Madagascar is where Africa meets Asia. It is unclear who colonized the island first, but the amalgamation of the two cultures is undeniable. The Malagasy people, at least the ones we’ve seen thus far in the highlands, are swarthy but with the rounded facial features more common to Pacific Islanders. They are also friendly to a fault. Our ability to communicate is limited to S’s high-school French classes and the handful of Malagasy words taught to us by Roland, our driver/guide, but there is no mistaking the good cheer behind the smiles and excited exclamations that greet us at every turn.
The airport is located about 20min from the capital of Antananarivo, but we had to cross a good part of the city to access the route nationale that would take us north to our first destination.
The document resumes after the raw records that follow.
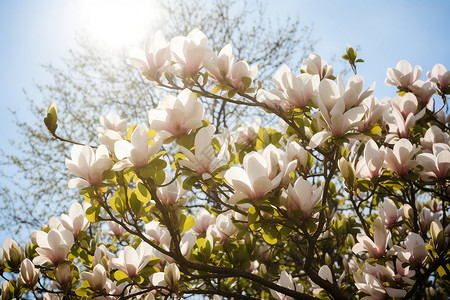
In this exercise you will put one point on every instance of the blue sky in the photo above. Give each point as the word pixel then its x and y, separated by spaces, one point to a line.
pixel 33 33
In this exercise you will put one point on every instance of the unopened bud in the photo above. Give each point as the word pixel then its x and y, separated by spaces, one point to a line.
pixel 171 274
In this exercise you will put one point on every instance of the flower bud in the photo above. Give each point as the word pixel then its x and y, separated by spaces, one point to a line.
pixel 63 275
pixel 171 274
pixel 13 253
pixel 51 119
pixel 6 292
pixel 347 171
pixel 437 234
pixel 29 275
Antananarivo evoked memories of other cities we’ve visited in the developing world, with new buildings abutting shacks and vendor stalls cobbled together from scraps of wood and tin, and new vehicles sharing the tortuous, narrow streets with ancient cars and zebu-drawn carts. Yet, there was something distinctly unique about Antananarivo as well, its many hills surrounded by rice paddies and the colorful houses clustered together on its ledges.
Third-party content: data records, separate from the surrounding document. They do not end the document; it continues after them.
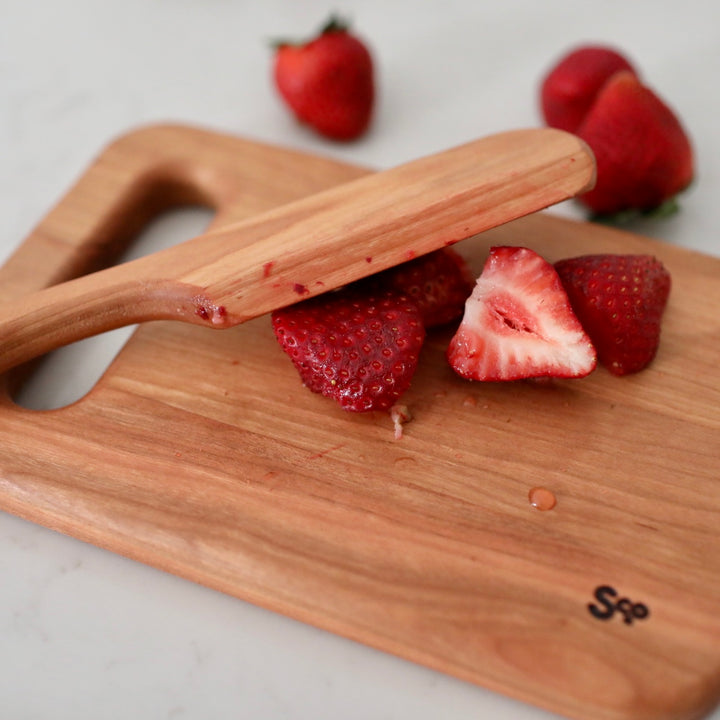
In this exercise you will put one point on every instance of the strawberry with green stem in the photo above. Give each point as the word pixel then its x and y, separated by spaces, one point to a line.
pixel 328 81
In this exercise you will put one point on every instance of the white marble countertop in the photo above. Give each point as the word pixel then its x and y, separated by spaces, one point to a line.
pixel 87 634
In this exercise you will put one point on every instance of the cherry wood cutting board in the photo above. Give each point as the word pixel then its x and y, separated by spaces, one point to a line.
pixel 200 453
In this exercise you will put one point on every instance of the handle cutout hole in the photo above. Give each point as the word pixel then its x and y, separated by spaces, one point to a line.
pixel 67 374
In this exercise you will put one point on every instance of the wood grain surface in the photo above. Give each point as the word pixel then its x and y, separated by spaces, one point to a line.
pixel 314 244
pixel 201 454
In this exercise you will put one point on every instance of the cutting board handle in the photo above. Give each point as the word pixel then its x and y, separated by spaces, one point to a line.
pixel 311 246
pixel 135 178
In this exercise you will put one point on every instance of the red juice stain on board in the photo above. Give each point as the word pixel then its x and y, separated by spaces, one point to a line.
pixel 542 499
As we left the capital, we were greeted with vistas of undulating green hills and rice paddies. The houses in the highlands were made out of bricks and had thatched roofs. The landscape reminded D of the game board of Carcassonne, with little hamlets and townships dotting the hillsides. The Malagasy language is not given to brevity, at least in its written form, and the names of the villages we passed barely fit on the signs erected by the roadside. We later learned that each town name told a story. Antananarivo, for example, comes from two words – antanana, which means “the city where” and arive, which translates to “thousand.” Roland explained that the city had a different name, but was renamed after the first king of Madagascar created an army of over a thousand warriors to unify and protect the country.
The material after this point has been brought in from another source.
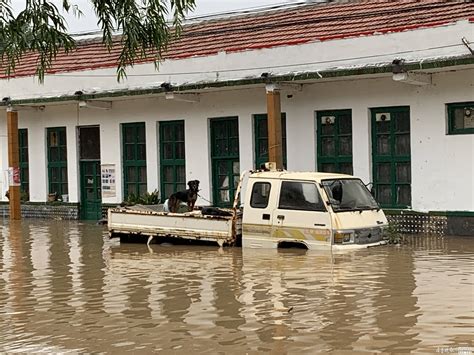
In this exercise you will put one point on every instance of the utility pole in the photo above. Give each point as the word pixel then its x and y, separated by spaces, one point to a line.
pixel 13 164
pixel 275 147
The paved road ended after 100km at Anjozorobe and we bounced along a narrow, bumpy dirt road for the better part of an hour before arriving at Mananara lodge, where we would spend our first two nights in Madagascar. In planning our itinerary, we had debated between visiting the tourist hotspots, where the lemurs are more accustomed to people, and seeking out places that were a bit more off the beaten path. Situated at the edge of a dense strand of virgin primary forest, the Mananara lodge definitely fell into the latter category.